Le Journal de Quebec - Weekend
GRAND ROMAN D’ESPIONNAGE AU FÉMININ
Bien connue pour ses romans historiques et ses histoires cadrées dans le décor époustouflant du Yukon, la Sherbrookoise Mylène Gilbert-Dumas s’est penchée sur un épisode méconnu de la Seconde Guerre mondiale dans son nouveau roman, Le livre de Judith. Intense, intrigant, basé sur des faits réels, ce nouvel opus percutant et original fait la lumière sur le travail des espionnes canadiennes-françaises et sur les camps où elles s’entraînaient.
Le Journal de Québec
En 1939, le destin d’une riche Américaine, Emily Ann Saxby, bascule lorsqu’elle rencontre à Paris un révolutionnaire traqué par les nazis. Pendant que la Deuxième Guerre mondiale éclate en Europe, une jeune Canadienne française, Cécile Maltais, est recrutée par les services secrets britanniques. Plusieurs décennies plus tard, une romancière à succès, Virginie Abigail Constantineau, accepte d’écrire la biographie d’une espionne,
Mylène Gilbert-Dumas a consacré plusieurs mois de travail à la recherche et à la documentation nécessaire pour écrire ce grand roman d’espionnage qui fait découvrir un pan méconnu de notre histoire. Elle souhaitait avant tout parler du rôle des femmes espionnes, très actives pendant cette période.
Ces femmes étaient recrutées dans la jeune vingtaine. « Elles n’étaient pas d’une nature sensible. L’entraînement durait six semaines et ensuite, elles étaient envoyées en Angleterre pour apprendre à encoder et décoder des messages. »

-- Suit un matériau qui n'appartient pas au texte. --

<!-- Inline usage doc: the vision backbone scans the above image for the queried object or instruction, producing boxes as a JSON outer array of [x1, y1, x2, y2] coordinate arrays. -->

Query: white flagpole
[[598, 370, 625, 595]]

CAMP D’ENTRAÎNEMENT SECRET
Mylène s’est passionnée pour le sujet. « J’ai eu l’impression d’écrire un James Bond au féminin, de nous faire vivre de l’intérieur ce qui se passait. Ça prenait des filles qui avaient des nerfs d’acier. » Elle a fait des découvertes étonnantes. « Il y avait un camp d’entraînement au Canada et on en a entendu parler par le biais d’une série télé, Camp X. Il ne portait pas ce nom à l’époque, mais c’est le nom qu’on lui a donné ensuite. C’était un camp d’entraînement ouvert par les Britanniques, en territoire canadien, pour former les Américains, mais finalement ils ont formé beaucoup de gens pour les parachuter ensuite en zone occupée », explique la romancière.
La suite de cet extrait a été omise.